Neural mechanisms of reproduction in females as a predisposing factor for drug addiction

Abstract

There is an increasing awareness that adolescent females differ from males in their response to drugs of abuse and consequently in their vulnerability to addiction. One possible component of this vulnerability to drug addiction is the neurobiological impact that reproductive physiology and behaviors have on the mesolimbic dopamine system, a key neural pathway mediating drug addiction. In this review, we examine animal models that address the impact of ovarian cyclicity, sexual affiliation, sexual behavior, and maternal care on the long-term plasticity of the mesolimbic dopamine system. The thesis is that this plasticity in synaptic neurotransmission stemming from an individual's normal life history contributes to the pathological impact of drugs of abuse on the neurobiology of this system. Hormones released during reproductive cycles have only transient effects on these dopamine systems, whereas reproductive behaviors produce a persistent sensitization of dopamine release and post-synaptic neuronal responsiveness. Puberty itself may not represent a neurobiological risk factor for drug abuse, but attendant behavioral experiences may have a negative impact on females engaging in drug use.

Figure 1

Schematic representation of select cell signaling pathways involved in drug addiction. Activation of cell membrane receptors, such as D1 and Trk receptors, results in the propagation of that signal through multiple intracellular signaling cascades. Specifically, the MAPK and adenylate cyclase/PKA signaling cascades have been shown to be activated via dopaminergic signaling. Ultimately, activation of these intracellular signaling cascades results in gene transcription within the nucleus of the cell. Two of the many downstream gene targets of such signaling are CREB and ΔFosB. Whereas CREB phosphorylation is believed to mediate some of the behavioral plasticity resulting from drugs of abuse, the accumulation of the stable transcription factor ΔFosB is postulated to underlie drug induced structural plasticity.
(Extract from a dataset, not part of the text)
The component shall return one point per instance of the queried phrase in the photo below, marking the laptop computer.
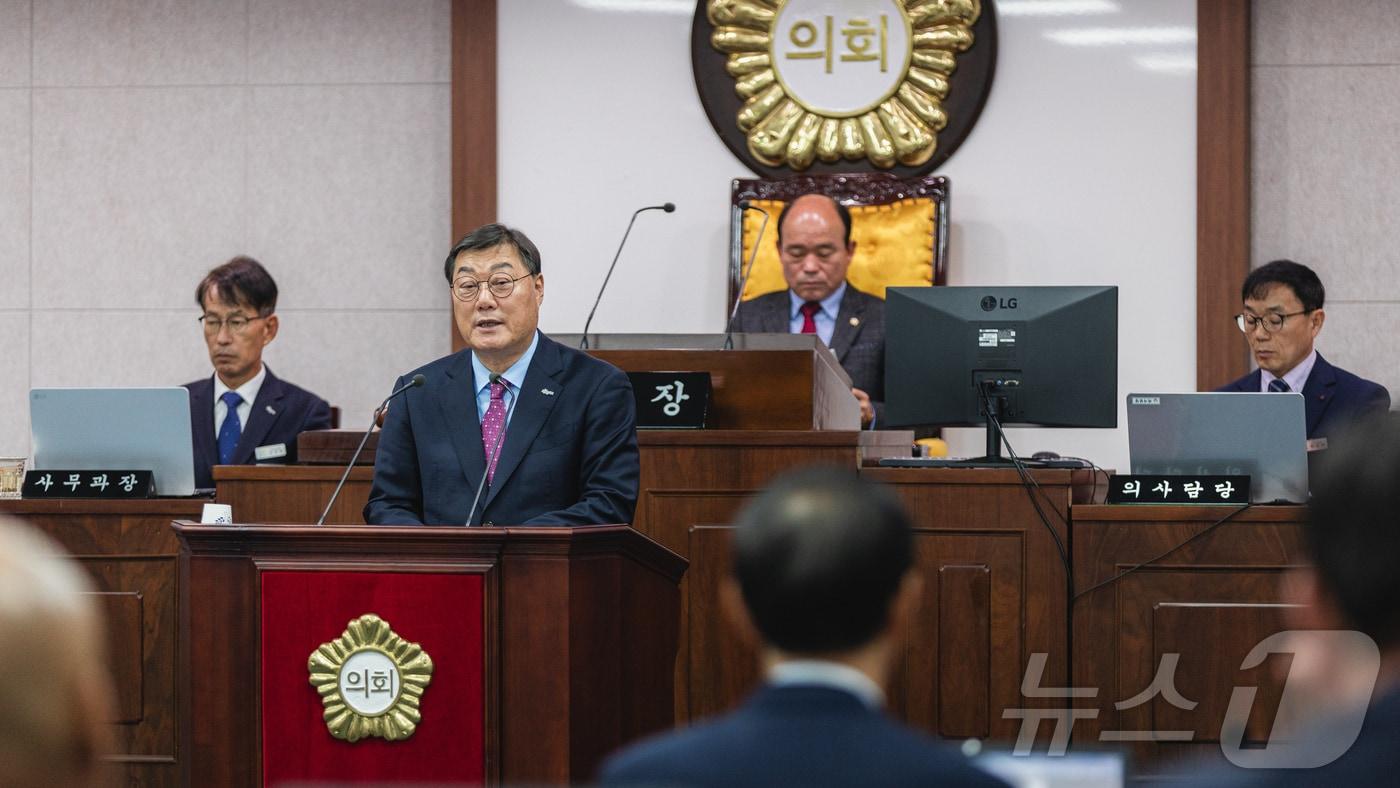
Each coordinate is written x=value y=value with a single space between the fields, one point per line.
x=1262 y=435
x=115 y=428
Targets of ΔFosB transcription in turn can affect intrinsic membrane excitability through the insertion of GluR2 subunits into AMPA receptors, as well as structural changes through dendritic spine plasticity via cdk5 activation. Importantly, D2 receptor activation counteracts D1 receptor activation [50].

Figure 2

Plasma concentrations of estradiol (E₂) and progesterone (P₄) throughout the human menstrual and rat estrous cycles. Values represent the means of measurements taken daily from women and at two-hour intervals from rats. The four-day estrous cycle is broken down into its stages: diestrus-1 (D1), diestrus-2 (D2), proestrus (P), and estrus (E). Vertical lines indicate ovulation. Modified from [207] and [66].

Figure 3

Female sexual experience sensitizes the activity response to amphetamine. When exposed to amphetamine for the first time, sexually experienced female hamsters show a significant increase in activity at the 10 min time point (*) when compared to sexually naïve female hamsters. This activity level remains elevated in sexually experienced females through the first 30 min of the test period (data from [24]).

Figure 4

Schematic representation of the proposed circuitry for pair bonding in female prairie voles. Various sensory stimuli ultimately result in dopaminergic and peptidergic release at the level of the nucleus accumbens, thereby positioning the nucleus accumbens in an optimal anatomical location to act as a coincidence detector for pair bond formation [226]. DA, dopamine; MeA, medial amygdala; NAc, nucleus accumbens; NTS, nucleus tractus solitarius; PAG, periaqueductal gray; PFC, prefrontal cortex; PVN, paraventricular nucleus; VTA, ventral tegmental area.